Weekend Round Up, Sept. 8 – 11


Another weekend of excitement awaits! This time, the D.C. Bike Ride returns Saturday for a 20-mile ride. There’s also the AU Museum opening weekend and new exhibits with The Washington Project for the Arts and National Portrait Gallery. On Sunday, consider paying your respects at the Pentagon’s 9/11 Memorial. Have a great weekend!

The Washington Project for the Arts Next Group Exhibit Opens Saturday

“Being/Becoming: The Act of Portraiture,” the next group exhibit by The Washington Project for the Arts will have its opening reception Saturday September 10 from 7-9 p.m. at 2124 8th St. NW. The exhibit is curated by D.C.-based artist Yacine Tilala Fall. The first in-person show in three years will feature newly commissioned work by five Black women and gender non-conforming artists, all presented as performance-based, embodied self-portraits. More information can be found here.

DC Bike Ride Returns This Weekend

The D.C. Bike Ride returns this Saturday at 8 a.m. and ends at 12 noon. The event includes a 20-mile bike ride and celebration. Riders will tour the city’s famous sights during the car-free event’s seventh annual year. There will be a Wildgood’s Ice Cream Stop this year for a refreshing treat. The end of the ride’s Finish Festival is presented by Sibley Memorial Hospital and will include food trucks and fitness classes. More information can be found here.
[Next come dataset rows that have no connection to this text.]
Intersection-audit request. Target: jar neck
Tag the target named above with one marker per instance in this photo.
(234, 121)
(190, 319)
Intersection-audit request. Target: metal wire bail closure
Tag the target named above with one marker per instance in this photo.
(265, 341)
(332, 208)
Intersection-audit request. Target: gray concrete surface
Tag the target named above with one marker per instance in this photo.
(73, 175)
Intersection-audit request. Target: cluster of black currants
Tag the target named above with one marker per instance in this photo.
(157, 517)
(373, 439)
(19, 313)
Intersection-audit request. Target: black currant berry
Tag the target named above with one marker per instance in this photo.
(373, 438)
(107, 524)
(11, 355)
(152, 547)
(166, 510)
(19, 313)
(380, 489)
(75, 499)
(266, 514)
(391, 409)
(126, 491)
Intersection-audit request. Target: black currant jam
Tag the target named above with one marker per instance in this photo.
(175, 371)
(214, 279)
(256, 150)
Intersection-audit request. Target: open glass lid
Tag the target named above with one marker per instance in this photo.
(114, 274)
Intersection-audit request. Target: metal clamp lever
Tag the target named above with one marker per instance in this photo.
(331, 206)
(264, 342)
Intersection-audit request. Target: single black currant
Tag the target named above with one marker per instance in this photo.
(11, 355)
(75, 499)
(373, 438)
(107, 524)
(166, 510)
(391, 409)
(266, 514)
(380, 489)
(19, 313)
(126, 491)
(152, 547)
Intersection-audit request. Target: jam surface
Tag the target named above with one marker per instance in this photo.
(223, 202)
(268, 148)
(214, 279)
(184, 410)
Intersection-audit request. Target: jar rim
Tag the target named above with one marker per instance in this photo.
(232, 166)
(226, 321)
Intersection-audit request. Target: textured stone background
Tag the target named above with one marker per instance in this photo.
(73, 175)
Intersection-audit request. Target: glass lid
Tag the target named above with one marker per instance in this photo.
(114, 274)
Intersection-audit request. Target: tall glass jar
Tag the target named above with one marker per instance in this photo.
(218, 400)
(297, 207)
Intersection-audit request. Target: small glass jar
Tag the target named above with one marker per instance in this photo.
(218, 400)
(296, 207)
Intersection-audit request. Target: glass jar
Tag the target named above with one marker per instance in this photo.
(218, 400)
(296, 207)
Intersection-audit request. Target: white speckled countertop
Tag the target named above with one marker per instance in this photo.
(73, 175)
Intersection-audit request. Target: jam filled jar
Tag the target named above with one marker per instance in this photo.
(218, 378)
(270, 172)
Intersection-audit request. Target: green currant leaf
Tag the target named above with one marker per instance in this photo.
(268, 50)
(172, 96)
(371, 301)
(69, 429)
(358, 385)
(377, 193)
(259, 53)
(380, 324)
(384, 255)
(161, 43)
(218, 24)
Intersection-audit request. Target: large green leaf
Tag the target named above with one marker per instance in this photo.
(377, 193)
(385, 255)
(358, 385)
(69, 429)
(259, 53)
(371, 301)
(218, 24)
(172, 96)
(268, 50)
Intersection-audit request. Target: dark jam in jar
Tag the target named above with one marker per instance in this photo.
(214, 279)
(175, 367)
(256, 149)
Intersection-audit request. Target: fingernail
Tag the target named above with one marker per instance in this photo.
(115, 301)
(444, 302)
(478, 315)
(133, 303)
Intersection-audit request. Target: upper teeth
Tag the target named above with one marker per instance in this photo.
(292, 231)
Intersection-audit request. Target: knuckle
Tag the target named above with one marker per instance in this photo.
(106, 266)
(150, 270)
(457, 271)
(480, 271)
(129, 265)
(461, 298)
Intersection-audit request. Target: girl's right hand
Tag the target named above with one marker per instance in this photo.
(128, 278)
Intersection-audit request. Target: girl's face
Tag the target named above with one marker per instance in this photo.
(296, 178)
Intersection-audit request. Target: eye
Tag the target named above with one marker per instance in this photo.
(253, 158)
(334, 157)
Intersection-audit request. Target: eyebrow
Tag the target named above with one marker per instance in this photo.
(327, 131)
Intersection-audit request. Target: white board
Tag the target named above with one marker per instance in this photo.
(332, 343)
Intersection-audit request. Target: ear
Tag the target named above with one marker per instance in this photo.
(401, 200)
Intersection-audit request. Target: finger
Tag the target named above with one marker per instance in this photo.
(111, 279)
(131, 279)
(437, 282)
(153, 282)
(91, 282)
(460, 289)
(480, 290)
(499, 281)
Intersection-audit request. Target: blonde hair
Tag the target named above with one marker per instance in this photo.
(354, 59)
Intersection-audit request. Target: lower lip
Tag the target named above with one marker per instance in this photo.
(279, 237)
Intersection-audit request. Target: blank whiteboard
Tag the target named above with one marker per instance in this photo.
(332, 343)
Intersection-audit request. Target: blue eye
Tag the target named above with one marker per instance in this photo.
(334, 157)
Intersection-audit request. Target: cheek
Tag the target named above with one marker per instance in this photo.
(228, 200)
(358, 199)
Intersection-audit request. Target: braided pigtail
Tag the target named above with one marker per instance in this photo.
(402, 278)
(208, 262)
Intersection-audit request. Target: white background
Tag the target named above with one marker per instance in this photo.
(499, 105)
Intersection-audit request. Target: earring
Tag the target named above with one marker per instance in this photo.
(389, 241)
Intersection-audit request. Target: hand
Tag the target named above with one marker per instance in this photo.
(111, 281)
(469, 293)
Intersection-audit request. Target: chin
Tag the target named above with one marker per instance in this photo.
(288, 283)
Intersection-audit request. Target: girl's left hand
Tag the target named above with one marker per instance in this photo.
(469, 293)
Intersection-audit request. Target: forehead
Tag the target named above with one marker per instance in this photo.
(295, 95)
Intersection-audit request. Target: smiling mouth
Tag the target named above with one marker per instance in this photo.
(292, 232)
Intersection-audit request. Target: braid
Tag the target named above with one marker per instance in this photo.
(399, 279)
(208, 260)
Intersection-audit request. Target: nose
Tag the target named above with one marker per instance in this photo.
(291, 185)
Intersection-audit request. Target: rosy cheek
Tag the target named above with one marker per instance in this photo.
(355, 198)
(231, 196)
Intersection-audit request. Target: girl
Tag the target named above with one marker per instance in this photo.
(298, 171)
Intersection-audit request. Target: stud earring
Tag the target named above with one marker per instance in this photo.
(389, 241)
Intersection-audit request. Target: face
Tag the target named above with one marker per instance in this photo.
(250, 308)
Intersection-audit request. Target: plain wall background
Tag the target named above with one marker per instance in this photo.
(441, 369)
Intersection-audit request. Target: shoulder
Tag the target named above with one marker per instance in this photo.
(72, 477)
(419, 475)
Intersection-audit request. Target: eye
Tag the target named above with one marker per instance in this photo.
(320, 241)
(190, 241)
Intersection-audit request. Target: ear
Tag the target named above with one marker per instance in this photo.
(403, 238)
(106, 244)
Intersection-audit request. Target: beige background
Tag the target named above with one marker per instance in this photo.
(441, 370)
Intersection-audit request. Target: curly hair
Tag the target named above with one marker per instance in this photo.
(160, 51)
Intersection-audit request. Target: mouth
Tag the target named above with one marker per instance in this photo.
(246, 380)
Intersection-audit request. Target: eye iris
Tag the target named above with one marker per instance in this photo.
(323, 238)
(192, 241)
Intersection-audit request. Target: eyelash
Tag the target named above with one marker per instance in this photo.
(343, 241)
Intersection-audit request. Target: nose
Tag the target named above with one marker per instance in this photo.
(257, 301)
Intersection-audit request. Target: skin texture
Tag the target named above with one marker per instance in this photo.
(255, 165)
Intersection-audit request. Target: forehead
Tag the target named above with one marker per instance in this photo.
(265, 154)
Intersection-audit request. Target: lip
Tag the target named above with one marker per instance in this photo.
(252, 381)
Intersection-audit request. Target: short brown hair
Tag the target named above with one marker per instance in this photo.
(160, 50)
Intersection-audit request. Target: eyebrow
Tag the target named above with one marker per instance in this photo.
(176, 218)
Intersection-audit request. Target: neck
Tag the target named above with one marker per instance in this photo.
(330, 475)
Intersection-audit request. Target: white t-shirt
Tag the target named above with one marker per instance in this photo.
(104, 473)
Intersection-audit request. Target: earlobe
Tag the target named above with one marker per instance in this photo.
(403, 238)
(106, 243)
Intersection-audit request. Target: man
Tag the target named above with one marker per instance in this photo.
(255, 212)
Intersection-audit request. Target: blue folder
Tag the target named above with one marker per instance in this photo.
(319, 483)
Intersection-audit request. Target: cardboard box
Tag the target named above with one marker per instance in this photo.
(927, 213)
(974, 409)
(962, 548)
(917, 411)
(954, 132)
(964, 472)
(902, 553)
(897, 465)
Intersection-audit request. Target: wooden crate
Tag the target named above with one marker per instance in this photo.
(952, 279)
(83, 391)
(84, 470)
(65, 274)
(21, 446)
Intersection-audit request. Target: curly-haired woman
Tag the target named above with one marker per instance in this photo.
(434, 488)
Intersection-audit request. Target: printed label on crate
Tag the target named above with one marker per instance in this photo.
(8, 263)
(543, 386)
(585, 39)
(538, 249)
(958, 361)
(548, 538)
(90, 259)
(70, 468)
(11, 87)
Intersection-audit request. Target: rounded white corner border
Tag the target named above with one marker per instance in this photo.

The DC Bike Ride returns this weekend.

Fall Exhibits Open at AU Museum this Weekend

Fall at the American University Museum at the Katzen Arts Center begins Saturday. Exhibits end December 22 and include highlights like “Sitting Pretty: Two Hundred Years of American Portrait Painting from the Collection of the Corcoran Gallery of Art” and “Haunted Koreas.” “Sitting Pretty…” features selected portraits by multiple American artists from the museum’s Corcoran Legacy Collection. “Haunted Koreas” is a commentary on the communication and blurred boundaries between North and South Korea. Also, on Saturday, from 6:00 p.m. to 10:00 p.m., the exhibit More Clay! The Power of Repetition where “nine artists build powerful ceramic sculptures through accumulation, repetition, and innovative feats of construction” will have its opening at Katzen Arts. More on the exhibits (and the fall opening reception Saturday from 6-9 p.m.) can be found here.

National Portrait Gallery Welcomes New Exhibits

The National Portrait Gallery is featuring a Portraiture Festival this Saturday 11:30 a.m.-3 p.m. The first in-person festival since 2020 will include art, music and finalists from the 2022 Outwin Boochever Portrait Competition, who will be discussing their work during interactive gallery talks and hands-on art workshops. If you don’t feel like venturing out, “Picturing the Obamas” will premiere on the Smithsonian Channel Saturday September 10 at 8 p.m. The new documentary includes first-hand accounts from artists, museum curators, and fans and the president himself. More information on the event can be found here.

Enjoy Adams Morgan Day this Sunday

The longest-running neighborhood festival in D.C. hosts its 44th annual party. The 18th Street festival will include music, food vendors, family-friendly activities and more in one of D.C.’s most diverse neighborhoods. The day-long celebration is led by volunteers and shows off Adams Morgan’s businesses, artists and organizations. More information on the event can be found here.

See you at Adams Morgan Day this Sunday?

Commemorate Patriots Day by Honoring the Victims of September 11, 2001

If you haven’t visited the Pentagon’s 9/11 Memorial, it’s well worth paying your respects there this Sunday, Sept. 11. The site is free and open to the public 24 hours-a-day, 365 days a year. “The National 9/11 Pentagon Memorial is a national memorial dedicated to the tragic events that occurred on Sept. 11, 2001,” the memorial’s website says. “All 184 lives lost in the attack on the Pentagon are represented by “Memorial Unit” benches. Surrounding the benches are 85 Crape Myrtles (trees that will grow up to 30 feet tall) and the Age Wall, which grows one inch in height per year relative to the ages of the victims.” The best way to reach the site is to take Metro to Pentagon or Pentagon City on the Blue and Yellow lines and walk to the outside memorial from there. For more information go here.

Pay your respects this Sunday, Sept. 11 at the Pentagon’s 9/11 Memorial. Courtesy Washington.org.